Следует отметить, что потребность в жестокости и убийстве, созревшая под крылом революционных гарпий, а также склонность к мелким кражам, вызванная конфискациями, и жажда крови, возбужденная кровопролитием, стали навязчивой идеей. То было неистовство поколения, вскормленного, подобно Ахиллу, плотью диких животных; поколения, у которого уже не было иных примеров для подражания и идеалов, кроме разбойников Шиллера и трибунала святой Феме. Все ощущали страстную и непреодолимую потребность возродить общество с помощью преступления, из-за которого оно и погибло. В бурные времена дух, ведающий равновесием в мире, неизменно насылает нечто подобное: титанов после хаоса, Пифона после потопа, стаю стервятников после резни, неминуемое возмездие в виде необъяснимых бедствий, отвечающее на убийство убийством, требующее труп за труп, оплачивающее свои грехи с лихвой, — возмездие, которое самим Священным писанием расценивается как один из даров Провидения.
Странный состав банд, о чьих целях поначалу не подозревали, представлял собой в некотором роде неизбежную смесь сословий, званий, лиц, какую можно встретить во всех партиях и бандах, мечущихся в любом охваченном смятением обществе; но здесь это было менее ярко выражено, чем где-либо и когда-либо. Манеры представителей низших сословий, принимавших участие в этом движении, не были лишены лоска, что придают людям дорогостоящие пороки; то была аристократическая чернь, предававшаяся бесконечному разврату и излишествам, следуя по стопам знатной и состоятельной аристократии и словно задавшись целью доказать, что легче всего превзойти тех, кто подает дурной пример. Истинные аристократы таили под более изящной внешностью еще более гнусные пороки, призванные сокрушить сдерживавшие их благопристойность и воспитание. Никогда еще люди не видели столько убийц в шелковых чулках; сильно ошибся бы тот, кто вообразил бы, что сливки общества были здесь по иной причине, чем свирепые по натуре низы.
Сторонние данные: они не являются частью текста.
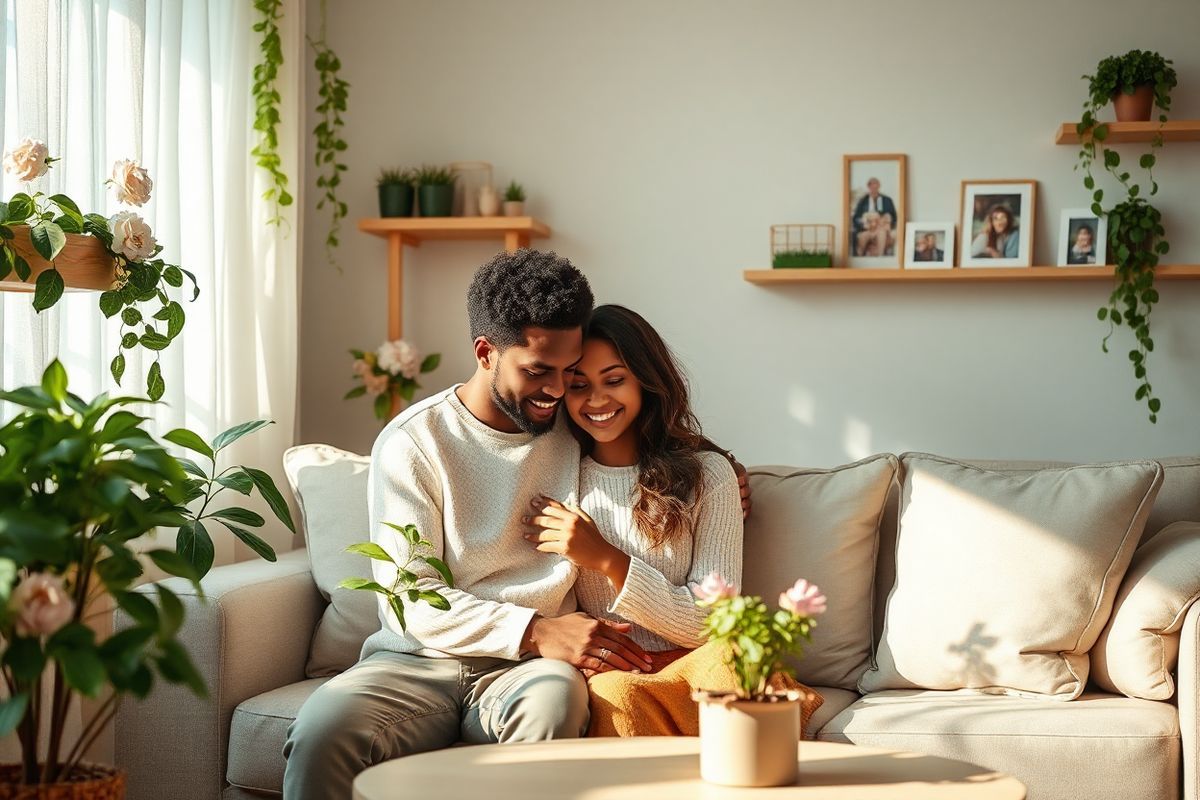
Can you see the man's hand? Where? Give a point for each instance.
(586, 643)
Не менее беспощадная ярость клокотала в душах светских людей, нежели в душах простолюдинов, и смерть от кинжала щеголя ничуть не уступала по своей изощренной жестокости смерти от ножа мясника.
Поначалу обреченные на смерть поспешно бросились в тюрьмы, надеясь найти там укрытие. Когда это печальное убежище несчастных было осквернено, как было со всем святым, что еще оставалось у людей, а именно: храмами и гробницами, — власти попытались обеспечить безопасность с помощью высылки. Дабы, по крайней мере, уберечь жертв от актов личной мести, их отправляли за двадцать-тридцать льёот жен и детей, туда, где никто не знал их имен и деяний.
Но там их уже ждали новые могильщики. Соучастники убийств из разных департаментов регулярно обменивались добычей, словно товаром. И никогда еще аккуратность в делах не простиралась столь далеко, как в этом отвратительном счетоводстве. Ни один из этих варварских векселей, оплачивавшихся человеческими головами, не был опротестован по истечении срока. При поступлении сопроводительного документа на товар дебет хладнокровно сводился с кредитом, задолженность становилась задатком и кровавый вексель оплачивался по предъявлении.